2.3 Malignant Metabolism. Most malignant tumors acidify their
local environments, largely
because malignant cells rely on glycolysis and lactic acid fermentation
as their core metabolic
process. In this section we introduce and explore models, due primarily
to Gatenby and his
coworkers, of the causes and consequences of this switch from aerobic
to anaerobic
metabolism in neoplasia.
2.4 Necrosis. Solid tumor morphology is often characterized by
necrosis—regions of the
tumor that suffer a complete ecological collapse. The prevalence of
necrosis varies by tissue
of origin and histological type. In this section we use mathematical
models to analyze
competing hypotheses explaining the cause of necrosis—local tumor
acidosis, explored in
the previous section, and ischemia due to blood vessel collapse
and other disruptions of tumor
blood flow.
2.5 Invasion. We finish this section with an exploration of the
two signature properties of
malignant neoplasia-invasion and metastasis. We begin with simple PDE
descriptions of
invasion that produce propagating waves, before we move to two more
realistic models of
invasion that include penetration of the basement membrane, chemotaxis
and haptotaxis.
2.6 Metastasis. In this section we take on two problems. First,
how do cancers metastasize?
Second, why do they do so?
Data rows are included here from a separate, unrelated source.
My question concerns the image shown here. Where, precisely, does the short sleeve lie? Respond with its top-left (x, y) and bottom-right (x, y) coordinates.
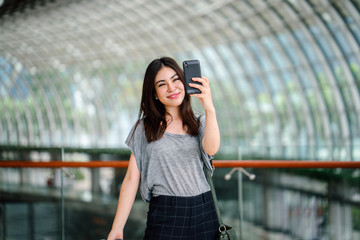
top-left (125, 121), bottom-right (146, 172)
top-left (199, 116), bottom-right (214, 174)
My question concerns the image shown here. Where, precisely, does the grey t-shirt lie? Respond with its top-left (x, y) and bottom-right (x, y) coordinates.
top-left (125, 117), bottom-right (213, 202)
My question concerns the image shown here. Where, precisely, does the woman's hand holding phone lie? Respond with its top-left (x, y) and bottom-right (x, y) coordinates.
top-left (189, 77), bottom-right (215, 111)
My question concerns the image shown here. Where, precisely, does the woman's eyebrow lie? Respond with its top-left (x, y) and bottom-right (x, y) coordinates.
top-left (155, 73), bottom-right (178, 85)
top-left (170, 73), bottom-right (177, 79)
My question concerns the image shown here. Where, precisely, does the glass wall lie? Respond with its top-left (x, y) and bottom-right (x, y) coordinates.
top-left (0, 0), bottom-right (360, 161)
top-left (0, 149), bottom-right (360, 240)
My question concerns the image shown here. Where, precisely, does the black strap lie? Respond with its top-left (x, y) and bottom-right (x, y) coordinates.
top-left (204, 164), bottom-right (225, 230)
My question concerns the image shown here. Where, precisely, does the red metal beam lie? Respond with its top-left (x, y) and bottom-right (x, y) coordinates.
top-left (0, 160), bottom-right (360, 168)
After introducing a simple
metapopulation-like model of
metastasis, we then adapt it to deal with the evolutionary question,
under what circumstances
do the benefits of metastasis for individual cells—primarily escape
from competition-outweigh
the costs of exposure to the immune system? Finally we touch on
how these insights can help
us understand the variation in metastatic potential and pattern among
different types of tumors.
Chapter 3. Treatment
3.1 Radiation Therapy. Chemo- and radiation therapy remain principal
modalities in the
treatment of malignant neoplasia. In this section we introduce
radiation therapy to the
simpler growth models of the previous section and explore how modeling
may be used
to improve treatment schedules.
3.2 Chemotherapy. This section begins in the same way as the previous
one—with an
introduction of chemotherapy to previous models as simple killing
terms. Then we
construct more realistic models that include the immune attack on
tumors and
chemotherapy’s impact on the immune system. With these models we
explore
how one can improve treatment dosage and scheduling.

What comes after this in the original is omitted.